14 DAY TRIAL // A change in Windows' complex and interconnected architecture of components can easily reverberate throughout the operating system. It is the case of the Critical Microsoft Security Bulletin MS09-010, a security update designed to deal with vulnerabilities in WordPad and Office Text Converters which could allow remote code execution in the eventuality of a successful exploit. Although the flaws reside in WordPad and Office text converters, applying the patch managed to cause installations of Service pack 3 for Windows XP to fail. Effectively, attempting to install Windows XP Service Pack 3 via Windows Server Update Services is unsuccessful and the user is returned the following errors 0x8007f00d or 0x8007f02b.
“This can happen if the workaround for MS09-010 was applied to the client machines adding deny permission to file C:\program files\windows nt\accessories\mswrd8.wpc. This causes the WSUS installation to fail because we’re unable to access the file and update it. When trying to install SP3 manually (not using the Quiet switch), it causes an error reading the file above, prompting for a source to update the file or to skip the file. Since WSUS installs SP3 in quiet mode, the installation fails because it never prompts the user for file it's trying to update,” explained Joao Madureira, WSUS support engineer.
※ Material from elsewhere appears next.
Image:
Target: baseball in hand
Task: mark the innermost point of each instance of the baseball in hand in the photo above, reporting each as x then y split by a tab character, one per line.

Resolving this issue involves going against MS09-01. In this regard, end users will need to open up access to C:\program files\windows nt\accessories\mswrd8.wpc, which was blocked by the security update released in April 2009, and updated in June.
“The resolution of course is to grant permission to the file. The easiest way to do this is via a batch file, which is what we did, containing the following line: Echo y| cacls %programfiles%\windows nt\accessories\ /T /P Everyone:C. Once this batch file runs on the target, it changes the permissions of the file in question, thus allowing SP3 to install successfully,” Madureira explained.